任性地要冲破内力的束缚的下场就是不断地遭到反噬,她如今不好好调养,这样下去,也用不了两天,她这里挖的坑,就可以用来埋葬她自己了。
焦黑的泥灰上,偶尔有两滴液体滴落下来,陷入其中看不出颜色。
余舫摸了摸怀中的药瓶,终于走上前掰过素音的身子,“不怕死?”
素音仿佛没听懂他的话,只是呆滞地盯着他看。
“你的戏,做得过了。”
素音眸色晃动,伸手拂开他,没说话,只转过身继续挖。
活要见人!
她才不信一个女魔头真的就会这样死了。
余舫暴躁地拿出一粒药,扔到素音面前的地上,“这是解你体内束缚内力的药,不想死就吃了它!”
素音一震,却没有弯下身去捡。
飞扬的泥灰很快就沾上了黑色的药丸。
余舫冷笑,补了一句:“这是戚渊当晚给我的。”
手中的铁锹一下子敲击在巨大的石板上,二者相碰发出的刺耳声尖锐。素音僵滞,缓缓地蹲下身,捏住那颗药丸,小心翼翼地收了起来。
她目光如同多年干涸的枯井,死气沉沉,视线滑过废墟,落到了西北方向。
我从来没有爱过乔沉。
我只是想你借此杀掉乔沉,免得他日后会成为你的祸患而已。
我没有真的想要你死……
我只是怕了……
我怕你多年以后,恋上别人,又将我辗转送人……
戚渊,你若真的死了,那……走慢点好不好……
至少你告诉我,前世那般对我,有没有过后悔?你至少告诉我,若是重来一次,你还会不会那般对我?
你至少要知道……就算你那般残忍……可我……依旧放不下你……
突然,额头一阵剧痛,一粒飞石好巧不巧地砸了过来……
四周都是挖掘的,误伤也是正常的。只不过血顺着额头卷着灰滑落下来,就有些可怖了。不远处厉殷宫的人见尘灰覆面又有一道道血痕冲下来的脸时,都纷纷地加紧了手上的活儿。
素音迟钝地摸了摸额头。
余舫见状也没理她,他接过下属递来的工具,临走时扔下一句:“你若对她有情,死了就去陪她,若没有情意,死了也算是陪葬了。”
戚渊,是她要主动来寻你的,我阻拦过,所以她有个意外,可不是我没有保护好她!你也不能怨我。
太阳走过一条弧线,最终挂在了不远处松林的树梢上。
厉殷宫的人换了一批又一批。
余舫一屁股坐在了废墟上,擦了擦脸上的汗水。很快就有人来禀告,说他带来的人昏倒了。
余舫一愣,“坚持了这么久,倒是让我……刮目相看。”
手下的人拿不准他的意思。
“拖到路边让她歇一会儿。”他冷冷吩咐。
“那位……脉象虚弱,若是不及早就医,恐有性命之忧。”
余舫扔过去一颗药丸,“喂给她,死了就死了吧。”
属下领命而去。
他坐了一会儿,终究是不放心,万一真的死了,戚渊……要是回来了呢……索性也走到路边,手下的人将她安排在了路边的一块石头上,估计是怕她真死了,喂了她些水。

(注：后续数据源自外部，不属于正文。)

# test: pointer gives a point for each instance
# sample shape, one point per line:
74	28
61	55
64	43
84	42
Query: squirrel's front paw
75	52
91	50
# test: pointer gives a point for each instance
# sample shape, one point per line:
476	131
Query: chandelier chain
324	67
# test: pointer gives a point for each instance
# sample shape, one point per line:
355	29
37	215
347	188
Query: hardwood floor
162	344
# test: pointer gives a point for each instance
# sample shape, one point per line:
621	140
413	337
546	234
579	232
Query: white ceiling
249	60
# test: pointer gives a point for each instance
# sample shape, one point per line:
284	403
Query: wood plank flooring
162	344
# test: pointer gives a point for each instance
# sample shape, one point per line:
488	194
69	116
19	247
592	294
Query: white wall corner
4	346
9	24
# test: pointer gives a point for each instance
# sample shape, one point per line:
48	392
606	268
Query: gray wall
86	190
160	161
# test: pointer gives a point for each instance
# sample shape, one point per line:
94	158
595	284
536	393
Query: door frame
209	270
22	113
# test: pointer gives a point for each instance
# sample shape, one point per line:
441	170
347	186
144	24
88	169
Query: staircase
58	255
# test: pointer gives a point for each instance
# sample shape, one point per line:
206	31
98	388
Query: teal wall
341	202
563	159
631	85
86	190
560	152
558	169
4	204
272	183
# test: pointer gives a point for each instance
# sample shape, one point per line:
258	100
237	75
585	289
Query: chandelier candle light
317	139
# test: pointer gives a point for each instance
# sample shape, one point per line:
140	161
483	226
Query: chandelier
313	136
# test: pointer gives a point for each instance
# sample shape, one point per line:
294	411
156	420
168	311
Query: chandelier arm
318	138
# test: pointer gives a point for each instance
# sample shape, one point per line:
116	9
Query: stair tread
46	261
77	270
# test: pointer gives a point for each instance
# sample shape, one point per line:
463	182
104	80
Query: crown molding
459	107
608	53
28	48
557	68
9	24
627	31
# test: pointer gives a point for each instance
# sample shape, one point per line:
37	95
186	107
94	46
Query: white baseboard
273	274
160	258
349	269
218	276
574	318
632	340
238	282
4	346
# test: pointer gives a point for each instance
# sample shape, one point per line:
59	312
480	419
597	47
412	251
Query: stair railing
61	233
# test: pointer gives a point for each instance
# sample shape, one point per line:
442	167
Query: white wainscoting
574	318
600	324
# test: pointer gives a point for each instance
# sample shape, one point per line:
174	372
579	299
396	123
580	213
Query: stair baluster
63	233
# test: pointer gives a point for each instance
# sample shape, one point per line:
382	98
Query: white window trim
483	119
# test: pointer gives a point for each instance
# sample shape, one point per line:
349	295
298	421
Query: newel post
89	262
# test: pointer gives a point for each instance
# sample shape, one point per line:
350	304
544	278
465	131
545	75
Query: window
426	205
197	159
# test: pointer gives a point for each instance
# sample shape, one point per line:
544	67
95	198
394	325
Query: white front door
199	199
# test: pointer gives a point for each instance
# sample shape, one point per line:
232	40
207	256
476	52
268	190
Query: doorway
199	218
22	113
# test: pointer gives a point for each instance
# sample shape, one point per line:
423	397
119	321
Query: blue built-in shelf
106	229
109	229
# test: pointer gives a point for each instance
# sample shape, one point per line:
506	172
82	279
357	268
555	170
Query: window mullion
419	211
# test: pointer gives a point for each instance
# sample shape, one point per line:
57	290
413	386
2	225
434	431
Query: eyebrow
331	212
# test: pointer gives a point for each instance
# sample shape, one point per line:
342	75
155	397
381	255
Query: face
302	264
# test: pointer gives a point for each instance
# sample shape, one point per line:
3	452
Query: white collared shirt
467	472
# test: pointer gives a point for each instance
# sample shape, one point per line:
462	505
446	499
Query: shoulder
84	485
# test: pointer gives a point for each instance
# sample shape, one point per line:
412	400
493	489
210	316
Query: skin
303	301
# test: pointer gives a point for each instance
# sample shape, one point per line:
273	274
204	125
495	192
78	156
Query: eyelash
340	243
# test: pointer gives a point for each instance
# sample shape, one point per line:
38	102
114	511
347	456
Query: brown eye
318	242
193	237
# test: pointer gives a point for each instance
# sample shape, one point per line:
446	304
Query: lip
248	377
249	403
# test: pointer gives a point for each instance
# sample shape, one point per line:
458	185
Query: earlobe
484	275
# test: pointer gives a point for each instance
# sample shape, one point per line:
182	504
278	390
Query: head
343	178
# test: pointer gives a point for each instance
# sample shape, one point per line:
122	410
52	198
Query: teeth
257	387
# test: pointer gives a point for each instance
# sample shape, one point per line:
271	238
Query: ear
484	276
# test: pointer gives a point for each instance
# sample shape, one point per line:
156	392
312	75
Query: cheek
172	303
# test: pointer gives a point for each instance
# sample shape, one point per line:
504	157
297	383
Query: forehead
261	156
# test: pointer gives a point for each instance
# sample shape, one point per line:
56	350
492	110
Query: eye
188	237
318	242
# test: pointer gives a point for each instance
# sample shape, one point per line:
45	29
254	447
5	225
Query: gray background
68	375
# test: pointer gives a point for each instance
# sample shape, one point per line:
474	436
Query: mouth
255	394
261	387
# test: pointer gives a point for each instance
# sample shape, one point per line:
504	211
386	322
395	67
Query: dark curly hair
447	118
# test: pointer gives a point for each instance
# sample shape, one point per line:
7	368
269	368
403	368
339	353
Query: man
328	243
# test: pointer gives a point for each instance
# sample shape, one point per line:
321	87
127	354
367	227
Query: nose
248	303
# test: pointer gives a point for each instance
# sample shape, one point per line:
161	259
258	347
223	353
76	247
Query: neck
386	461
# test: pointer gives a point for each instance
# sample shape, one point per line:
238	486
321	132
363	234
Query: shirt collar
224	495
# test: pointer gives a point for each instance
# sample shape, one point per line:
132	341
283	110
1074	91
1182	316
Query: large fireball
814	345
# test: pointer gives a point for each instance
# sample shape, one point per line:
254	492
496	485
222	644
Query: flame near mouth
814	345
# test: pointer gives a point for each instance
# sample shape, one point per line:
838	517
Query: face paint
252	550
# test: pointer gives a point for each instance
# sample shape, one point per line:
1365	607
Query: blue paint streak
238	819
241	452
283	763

人就安静躺在上面,残阳的红色洒在她周围,无端的多了些凄艳色彩。
天色将黑。
余舫站在她旁边,终于掌心运气,双手相贴,给她传输内力,也加快了她刚吞下的药的药效发作。
很快,本处于昏迷的人开始干咳,一口淤血吐了出来。
她脸上到处都是灰,也看不出脸色如何苍白,余舫也没兴趣知道,只要她暂时死不了就行。
“咳咳咳……咳咳咳……”
“醒了?”
素音暂时动弹不得,只是张开眼,掌心微热,丹田内再没有之前的钝痛沉重,取而代之的是温热和轻盈。
“你信她……真的没了吗?”她嗓子干哑得如同沙漠中的行者,两天都未饮水般,嘶哑,干涩。
余舫缓缓收回内力,负手站着,望向另一边。
天已经完全黑了下来。
两个人都没有再开口。
素音觉察到自己能够动了,坐起来又沉默得往那堆废墟走过去。余舫也没阻止,就只是发愣,等心口的钝痛过去。
月亮东升。
人又换了一批。
十三呈上密信。
江湖中,有多少人幸灾乐祸,只可惜没来得及庆祝,就开始新一轮的恐慌。万万没想到,本以为群龙无首的厉殷宫会陷入一阵混乱,孰料竟然冒出来了一个男人,冷静又急速地控制住了场面,甚至以迅雷不及掩耳之势将隐藏在暗处动作的奸细叛徒纷纷处决,仅仅一天,江湖武林便再次掀起一阵腥风血雨。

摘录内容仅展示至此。